If consideration of natural gonadal hormone fluctuations in the larger context of reproductive experience is important in discerning the accurate nature of hormonal influences in the female, \ consistent effects will likely be revealed when animals are tested following pregnancy, a time consisting of chronic and natural elevations of estrogen (and progesterone). Three decades ago, researchers reported that pregnancy resulted in greater cortical thickness, an effect also found in animals housed in enriched environments [22]. Although these animals were examined the day following parturition, an extended time with the novel sounds, smells, sights and tactile stimulation provided by the pups may have served as further enrichment for the maternal animals. Confirming this notion, it was demonstrated that multiparous and primiparous animals exposed to their pups from 14–21 days performed better in two variations of a spatial foraging task [23]. Additional research has shown enhanced social learning in postpartum female rats [24] and, focusing on alterations during pregnancy, enhanced spatial working memory has been observed during the first and second trimesters of the pregnancy, but not in the third trimester [25]. The number of pregnancies may also influence postpartum learning; research with sheep, for example, suggests that biparous ewes identify their lambs using visual and auditory information after 6 h of mother–young contact whereas primiparous ewes using visual and auditory cues required 24 h to demonstrate a preference for their own offspring [26]. Thus, neurobiological findings in maternal mammals are more consistent than research focusing on the aforementioned short-term hormonal fluctuations. The role of the putative enriched environment (consisting of novel sensory stimuli) provided by the offspring, as well as any learning enhancements provided by the pregnancy itself, may be significant variables involved in learning phenomena.

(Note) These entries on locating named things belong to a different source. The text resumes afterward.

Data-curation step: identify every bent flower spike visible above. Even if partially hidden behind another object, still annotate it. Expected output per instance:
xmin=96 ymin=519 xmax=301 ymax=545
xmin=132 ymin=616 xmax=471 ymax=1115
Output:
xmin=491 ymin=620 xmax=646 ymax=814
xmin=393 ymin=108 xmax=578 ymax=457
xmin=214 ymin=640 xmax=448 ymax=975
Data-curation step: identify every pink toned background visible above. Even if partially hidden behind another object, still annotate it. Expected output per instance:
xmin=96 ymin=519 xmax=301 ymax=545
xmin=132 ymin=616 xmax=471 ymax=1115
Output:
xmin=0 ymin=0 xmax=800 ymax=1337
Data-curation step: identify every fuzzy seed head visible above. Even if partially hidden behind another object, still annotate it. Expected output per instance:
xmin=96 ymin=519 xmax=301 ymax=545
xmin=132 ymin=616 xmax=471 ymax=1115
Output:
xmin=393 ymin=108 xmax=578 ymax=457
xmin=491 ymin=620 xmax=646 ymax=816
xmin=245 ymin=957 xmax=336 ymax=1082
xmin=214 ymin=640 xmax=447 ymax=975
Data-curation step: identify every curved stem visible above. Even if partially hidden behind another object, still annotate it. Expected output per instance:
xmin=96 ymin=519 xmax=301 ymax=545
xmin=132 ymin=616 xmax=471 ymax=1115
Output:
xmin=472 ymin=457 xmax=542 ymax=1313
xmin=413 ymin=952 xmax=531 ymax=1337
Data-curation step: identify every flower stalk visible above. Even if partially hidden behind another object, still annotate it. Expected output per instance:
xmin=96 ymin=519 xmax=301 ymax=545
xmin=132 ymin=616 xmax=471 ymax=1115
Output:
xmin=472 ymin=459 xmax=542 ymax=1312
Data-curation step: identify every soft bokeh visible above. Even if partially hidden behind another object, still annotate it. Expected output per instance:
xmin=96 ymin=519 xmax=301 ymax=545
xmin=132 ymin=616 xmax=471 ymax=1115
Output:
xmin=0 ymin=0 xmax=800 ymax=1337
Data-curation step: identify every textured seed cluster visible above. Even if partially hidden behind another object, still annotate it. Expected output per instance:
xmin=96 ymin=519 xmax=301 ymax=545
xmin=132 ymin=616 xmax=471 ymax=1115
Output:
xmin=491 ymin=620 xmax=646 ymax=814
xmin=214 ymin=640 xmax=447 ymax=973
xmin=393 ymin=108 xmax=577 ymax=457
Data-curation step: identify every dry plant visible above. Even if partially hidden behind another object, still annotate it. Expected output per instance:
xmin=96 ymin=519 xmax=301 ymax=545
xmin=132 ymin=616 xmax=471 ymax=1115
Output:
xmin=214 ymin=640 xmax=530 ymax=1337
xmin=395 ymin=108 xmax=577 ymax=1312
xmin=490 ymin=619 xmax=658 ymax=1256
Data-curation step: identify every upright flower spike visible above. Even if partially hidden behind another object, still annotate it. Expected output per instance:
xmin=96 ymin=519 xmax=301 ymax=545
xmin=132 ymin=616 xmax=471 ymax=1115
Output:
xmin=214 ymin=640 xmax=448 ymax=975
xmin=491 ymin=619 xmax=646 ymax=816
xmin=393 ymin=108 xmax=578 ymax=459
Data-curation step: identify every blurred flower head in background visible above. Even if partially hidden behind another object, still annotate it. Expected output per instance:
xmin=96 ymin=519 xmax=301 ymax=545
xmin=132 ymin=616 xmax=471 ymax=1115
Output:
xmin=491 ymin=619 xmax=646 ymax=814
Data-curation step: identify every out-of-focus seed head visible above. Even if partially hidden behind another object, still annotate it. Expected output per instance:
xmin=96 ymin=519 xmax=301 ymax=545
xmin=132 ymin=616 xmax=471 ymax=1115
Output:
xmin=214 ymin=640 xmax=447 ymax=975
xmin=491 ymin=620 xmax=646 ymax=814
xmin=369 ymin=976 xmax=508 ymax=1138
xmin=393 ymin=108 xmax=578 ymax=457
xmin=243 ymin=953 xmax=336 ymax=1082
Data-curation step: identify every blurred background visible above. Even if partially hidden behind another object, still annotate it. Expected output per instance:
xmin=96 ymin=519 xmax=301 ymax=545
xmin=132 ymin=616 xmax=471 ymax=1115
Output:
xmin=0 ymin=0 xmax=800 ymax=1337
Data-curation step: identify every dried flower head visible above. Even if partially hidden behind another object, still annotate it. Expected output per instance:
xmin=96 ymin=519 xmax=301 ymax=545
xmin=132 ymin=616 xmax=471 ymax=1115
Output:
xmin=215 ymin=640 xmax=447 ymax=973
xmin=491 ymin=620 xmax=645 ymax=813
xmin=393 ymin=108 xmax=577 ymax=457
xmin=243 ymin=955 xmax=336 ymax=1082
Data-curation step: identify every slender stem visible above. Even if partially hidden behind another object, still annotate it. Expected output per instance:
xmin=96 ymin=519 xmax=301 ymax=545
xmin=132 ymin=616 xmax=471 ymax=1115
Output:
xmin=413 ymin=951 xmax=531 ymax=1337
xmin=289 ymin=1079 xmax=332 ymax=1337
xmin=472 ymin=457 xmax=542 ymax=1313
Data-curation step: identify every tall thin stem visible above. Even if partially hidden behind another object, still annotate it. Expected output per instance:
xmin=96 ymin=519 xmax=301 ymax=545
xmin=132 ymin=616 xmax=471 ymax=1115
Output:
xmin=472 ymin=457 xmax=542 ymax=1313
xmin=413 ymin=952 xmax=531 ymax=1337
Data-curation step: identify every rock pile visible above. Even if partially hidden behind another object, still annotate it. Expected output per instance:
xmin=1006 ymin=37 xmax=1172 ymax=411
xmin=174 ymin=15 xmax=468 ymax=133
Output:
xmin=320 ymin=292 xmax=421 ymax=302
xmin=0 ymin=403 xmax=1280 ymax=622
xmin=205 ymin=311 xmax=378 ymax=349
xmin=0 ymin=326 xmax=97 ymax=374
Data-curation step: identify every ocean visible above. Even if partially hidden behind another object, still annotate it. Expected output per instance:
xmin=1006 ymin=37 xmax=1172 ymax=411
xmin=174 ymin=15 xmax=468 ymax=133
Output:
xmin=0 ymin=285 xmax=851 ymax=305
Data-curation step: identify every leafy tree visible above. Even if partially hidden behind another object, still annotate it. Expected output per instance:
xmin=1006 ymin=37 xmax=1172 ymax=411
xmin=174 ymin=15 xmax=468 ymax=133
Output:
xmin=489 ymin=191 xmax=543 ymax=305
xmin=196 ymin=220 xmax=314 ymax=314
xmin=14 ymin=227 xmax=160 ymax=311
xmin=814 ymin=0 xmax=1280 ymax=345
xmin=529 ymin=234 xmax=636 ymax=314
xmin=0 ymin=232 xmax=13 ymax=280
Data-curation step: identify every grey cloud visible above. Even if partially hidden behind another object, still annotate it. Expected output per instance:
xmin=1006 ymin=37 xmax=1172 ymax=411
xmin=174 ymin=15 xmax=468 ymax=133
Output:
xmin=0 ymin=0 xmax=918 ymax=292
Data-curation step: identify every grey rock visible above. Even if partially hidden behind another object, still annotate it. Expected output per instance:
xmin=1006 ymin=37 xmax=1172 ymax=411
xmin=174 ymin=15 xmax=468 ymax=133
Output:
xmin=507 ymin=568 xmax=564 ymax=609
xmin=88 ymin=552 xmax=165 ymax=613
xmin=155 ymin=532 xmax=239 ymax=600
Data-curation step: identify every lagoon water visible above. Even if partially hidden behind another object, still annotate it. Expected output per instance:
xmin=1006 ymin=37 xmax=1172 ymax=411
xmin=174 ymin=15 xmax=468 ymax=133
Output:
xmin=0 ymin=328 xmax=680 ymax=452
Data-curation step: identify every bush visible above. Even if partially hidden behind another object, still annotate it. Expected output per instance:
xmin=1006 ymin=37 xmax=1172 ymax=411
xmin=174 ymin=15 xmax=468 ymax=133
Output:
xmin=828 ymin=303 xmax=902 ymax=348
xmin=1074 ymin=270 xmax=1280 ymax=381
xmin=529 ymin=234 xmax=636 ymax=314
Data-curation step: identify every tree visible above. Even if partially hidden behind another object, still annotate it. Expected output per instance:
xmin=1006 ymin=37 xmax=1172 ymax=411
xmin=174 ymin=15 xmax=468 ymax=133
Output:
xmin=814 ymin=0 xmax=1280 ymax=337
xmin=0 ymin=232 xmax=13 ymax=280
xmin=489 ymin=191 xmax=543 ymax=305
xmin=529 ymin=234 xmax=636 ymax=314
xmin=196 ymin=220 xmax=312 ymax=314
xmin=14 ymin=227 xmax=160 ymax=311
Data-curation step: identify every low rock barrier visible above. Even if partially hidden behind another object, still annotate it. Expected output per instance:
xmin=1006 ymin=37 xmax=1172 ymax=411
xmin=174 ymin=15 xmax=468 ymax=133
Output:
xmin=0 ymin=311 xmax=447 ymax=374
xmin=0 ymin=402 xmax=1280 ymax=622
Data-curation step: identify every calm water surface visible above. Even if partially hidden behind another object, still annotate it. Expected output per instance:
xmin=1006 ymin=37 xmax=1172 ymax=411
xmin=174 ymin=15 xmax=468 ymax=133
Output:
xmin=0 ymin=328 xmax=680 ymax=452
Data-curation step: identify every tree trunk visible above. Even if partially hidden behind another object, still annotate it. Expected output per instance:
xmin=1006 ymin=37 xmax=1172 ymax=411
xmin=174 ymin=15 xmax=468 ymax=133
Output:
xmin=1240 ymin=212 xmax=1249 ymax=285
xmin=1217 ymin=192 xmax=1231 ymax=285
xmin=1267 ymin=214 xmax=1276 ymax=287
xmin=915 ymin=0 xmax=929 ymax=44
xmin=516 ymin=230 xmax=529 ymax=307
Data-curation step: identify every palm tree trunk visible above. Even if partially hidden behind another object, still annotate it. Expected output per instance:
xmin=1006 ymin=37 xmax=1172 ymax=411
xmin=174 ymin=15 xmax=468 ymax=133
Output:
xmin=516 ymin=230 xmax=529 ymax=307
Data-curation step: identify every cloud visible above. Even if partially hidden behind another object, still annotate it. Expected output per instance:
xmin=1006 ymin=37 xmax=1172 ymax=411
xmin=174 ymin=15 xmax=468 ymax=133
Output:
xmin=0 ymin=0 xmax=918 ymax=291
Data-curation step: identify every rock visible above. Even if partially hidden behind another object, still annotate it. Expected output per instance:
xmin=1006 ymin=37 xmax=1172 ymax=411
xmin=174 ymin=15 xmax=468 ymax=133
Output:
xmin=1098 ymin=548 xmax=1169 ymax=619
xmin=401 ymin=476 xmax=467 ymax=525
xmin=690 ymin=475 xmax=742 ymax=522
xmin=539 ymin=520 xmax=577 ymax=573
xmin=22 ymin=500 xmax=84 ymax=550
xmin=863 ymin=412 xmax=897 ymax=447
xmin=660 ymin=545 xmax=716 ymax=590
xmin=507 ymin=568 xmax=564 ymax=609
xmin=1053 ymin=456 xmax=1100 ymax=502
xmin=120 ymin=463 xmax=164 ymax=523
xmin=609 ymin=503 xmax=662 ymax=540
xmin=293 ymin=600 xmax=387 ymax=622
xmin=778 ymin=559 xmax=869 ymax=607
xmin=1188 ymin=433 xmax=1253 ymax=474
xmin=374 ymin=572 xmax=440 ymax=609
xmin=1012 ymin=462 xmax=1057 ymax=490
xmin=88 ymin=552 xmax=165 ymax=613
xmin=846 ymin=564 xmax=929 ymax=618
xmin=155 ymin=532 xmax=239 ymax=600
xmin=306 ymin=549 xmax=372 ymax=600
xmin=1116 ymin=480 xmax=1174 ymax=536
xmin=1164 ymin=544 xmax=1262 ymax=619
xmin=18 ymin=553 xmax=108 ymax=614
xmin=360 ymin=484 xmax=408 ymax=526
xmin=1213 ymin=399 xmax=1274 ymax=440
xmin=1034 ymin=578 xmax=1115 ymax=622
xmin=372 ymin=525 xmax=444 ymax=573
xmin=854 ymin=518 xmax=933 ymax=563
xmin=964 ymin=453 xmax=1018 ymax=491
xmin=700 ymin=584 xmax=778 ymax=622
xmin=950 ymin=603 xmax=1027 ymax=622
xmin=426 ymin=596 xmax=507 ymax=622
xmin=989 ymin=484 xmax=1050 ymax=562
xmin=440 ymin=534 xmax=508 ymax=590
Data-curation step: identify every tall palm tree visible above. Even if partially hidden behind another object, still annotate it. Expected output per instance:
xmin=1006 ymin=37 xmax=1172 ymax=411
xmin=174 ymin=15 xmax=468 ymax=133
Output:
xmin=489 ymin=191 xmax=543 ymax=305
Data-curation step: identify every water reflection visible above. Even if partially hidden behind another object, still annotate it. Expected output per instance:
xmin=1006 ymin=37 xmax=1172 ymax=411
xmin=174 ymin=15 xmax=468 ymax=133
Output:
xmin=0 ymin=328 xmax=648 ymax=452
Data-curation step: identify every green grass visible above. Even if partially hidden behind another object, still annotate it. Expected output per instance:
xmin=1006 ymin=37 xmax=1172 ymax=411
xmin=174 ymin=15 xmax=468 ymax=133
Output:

The present study examined the specific influences of two maternal-related variables (i.e., pregnancy and/or pup exposure) on the female rats' performance in two versions of a foraging task. Primiparous and nulliparous rats, either exposed to pups or no pup stimuli, were used in this study. We hypothesized that the animals naturally allowed to experience both pregnancy and pup exposure would exhibit advantages over animals with only partial involvement with maternal experience.